OSCODA – Foam Exposure Committee (FEC) Co-Chairs Vicki Quint and Rich Nickeson have shared the group’s latest bulletin. It focuses on the Federal Aviation Administration (FAA) and Department of Defense’s (DoD) action regarding aqueous film forming foam (AFFF).
As reported in this publication, AFFF contains per- and polyfluoroalkyl substances (PFAS), and the foam was used at the former Wurtsmith Air Force Base (WAFB) in Oscoda for firefighting and training purposes.
PFAS have been linked to adverse health effects, including cancers, increased cholesterol levels, decreased fertility in women, an increased chance of thyroid disease and changes in immune response.
Therefore, the mission statement of FEC reads as follows:
To reduce firefighter/first responder exposures to perfluorinated chemicals used in firefighting foams in order to protect their health and lives. We will recommend a list of firefighting products for fire departments based upon testing, which we believe have no intentionally added fluorine. First responders should have immediate access to safer fluorine-free firefighting foams.
Along with FEC’s Bulletin No. 11, dated Feb. 19, the group provided some background information on WAFB – the decommissioned U.S. Air Force (USAF) base which was used from 1920-1993. It is considered the first military-operated site with identified PFAS anywhere in the world.
The image which accompanies this story came from the former Michigan Department of Environmental Quality, now known as the Michigan Department of Environment, Great Lakes and Energy.
According to those from FEC, it depicts the Oscoda area site locations of PFAS contamination at WAFB. The section to the left hand side, just off the runway, is where a single aircraft crash occurred in 1988. The PFAS contamination plume shown going out from the crash was caused by the AFFF firefighting foam which was utilized. The plume flows under the runway, into the FT-02 plume and then continues into Clark’s Marsh.
Lake Huron can be seen at the far right of the image.
The first ranular activated carbon plant which the USAF installed is at FT-02, the former fire training area.
Quint adds that this draft map – showing groundwater plumes when PFAS were referred to as PFCs – was used by Dr. Jennifer Field of Oregon State University, during a recent webinar.
“She is involved in a study of forensically fingerprinting firefighting foams,” Quint explained. “This slide was for fire departments to see that even one application of AFFF firefighting foam can cause a huge contamination issue.”
Bulletin No. 11 from FEC states that the FAA Reauthorization Act of 2018 requires the conversion from AFFF to fluorine-free firefighting foams by Oct. 4, 2021. The DoD must, according to the National Defense Authorization Act (NDAA), complete conversion to fluorine-free firefighting foams by Oct. 2024. The DoD had previously taken action to discontinue using AFFF for training purpose . This had accounted for 93 percent of its AFFF use.
In planning for an AFFF replacement, as required in the fiscal year 2020 NDAA, the Congressional Budget Office estimated that it would cost DoD $35,000 per vehicle to retrofit to a new firefighting foam technology. However, DoD has learned from previous foam transitions that fully removing foams containing PFOS or PFOA from current systems will likely require replacement of almost every component of Aircraft Rescue and Firefighting (ARFF) vehicles.
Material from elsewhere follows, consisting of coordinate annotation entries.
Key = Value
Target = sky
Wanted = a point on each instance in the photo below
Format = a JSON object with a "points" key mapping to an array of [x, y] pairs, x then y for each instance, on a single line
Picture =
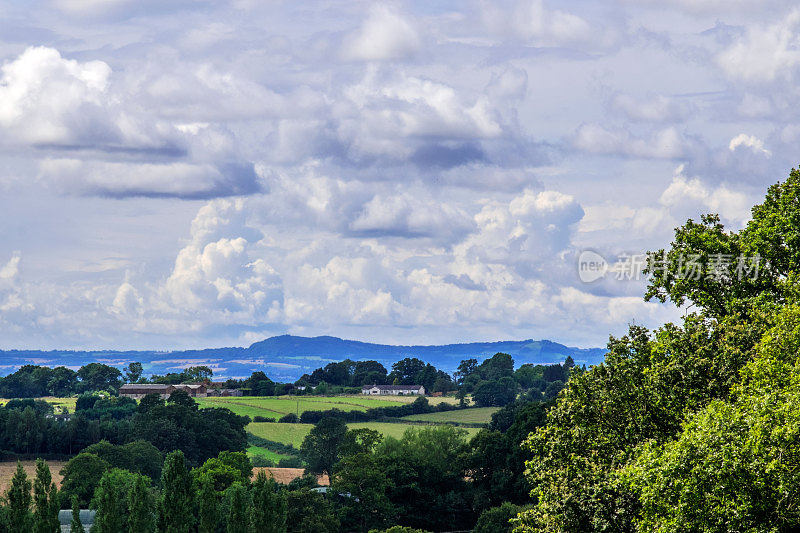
{"points": [[199, 174]]}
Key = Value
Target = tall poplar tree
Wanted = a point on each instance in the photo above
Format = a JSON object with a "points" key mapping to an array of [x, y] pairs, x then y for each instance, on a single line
{"points": [[19, 501], [140, 507], [175, 513], [76, 526], [269, 506], [45, 509]]}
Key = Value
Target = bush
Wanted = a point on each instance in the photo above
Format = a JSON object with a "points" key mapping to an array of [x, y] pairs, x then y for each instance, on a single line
{"points": [[261, 461], [496, 519], [290, 462]]}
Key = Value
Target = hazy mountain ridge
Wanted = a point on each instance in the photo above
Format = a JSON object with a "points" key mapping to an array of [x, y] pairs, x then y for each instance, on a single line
{"points": [[287, 357]]}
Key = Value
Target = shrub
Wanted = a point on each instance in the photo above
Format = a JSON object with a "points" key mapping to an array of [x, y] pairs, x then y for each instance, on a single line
{"points": [[261, 461], [290, 462]]}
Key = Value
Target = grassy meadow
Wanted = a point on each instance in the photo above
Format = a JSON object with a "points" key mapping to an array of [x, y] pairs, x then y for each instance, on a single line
{"points": [[277, 406], [69, 403], [295, 433], [474, 415]]}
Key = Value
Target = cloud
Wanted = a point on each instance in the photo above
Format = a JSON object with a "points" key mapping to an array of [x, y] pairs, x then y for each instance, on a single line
{"points": [[691, 196], [114, 148], [765, 53], [408, 216], [163, 180], [657, 108], [45, 99], [748, 141], [216, 271], [385, 34], [534, 23], [666, 143]]}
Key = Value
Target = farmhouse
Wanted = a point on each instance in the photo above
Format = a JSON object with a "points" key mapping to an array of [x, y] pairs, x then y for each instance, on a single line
{"points": [[138, 391], [394, 390]]}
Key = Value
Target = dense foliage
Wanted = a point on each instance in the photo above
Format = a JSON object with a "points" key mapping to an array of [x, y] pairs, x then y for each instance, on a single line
{"points": [[694, 426]]}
Based on DoD’s estimate, ARFF vehicle replacement may be required to meet the NDAA requirement .
AFFF production and usage have been banned in 180 countries except for use in emergencies. While it has been known to put out burning jet fuel, it is hazardous in its own right .
FEC is actively continuing to test firefighting foam samples for total fluorine content. The intent is to provide a clean listing of fluorine-free firefighting foams for fire departments to reference. At present, there are workable, fire tested products which are currently available as fluorine-free firefighting foams that have been used successfully for decades.
Quint says that FEC is focused on firefighters’ exposure to PFAS in firefighting foams. “We are a group of two retired fire chiefs, an apparatus dealer, a foam distributor, a retired military firefighter and me, a widow of a fire chief who died of multiple cancers.”
Along with testing the foams for PFAS, Quint says the committee is working on what fire departments are going to do as far as cleaning out their apparatus units.
She also states that the Madison Fire Department in Wisconsin is their poster child for changing over to fluorine-free foam, because of public pressure exerted on them after a downtown incident involving foam applications during transformer fires.
“It was not supposed to contain PFAS but it did and it contaminated nearby Lake Monona,” Quint says.
“I have worked within Wisconsin for the past five years on the PFAS issues especially since we had Lake Michigan contamination from JCI/Tyco in Marinette, Wisconsin for years,” she continued, adding that JCI/Tyco just settled that case for $17.5 million.
Although she has recently moved to Missouri, Quint is still working on the PFAS Steering Committee, and also serves on the Wisconsin Department of Natural Resources PFAS Technical Task Force.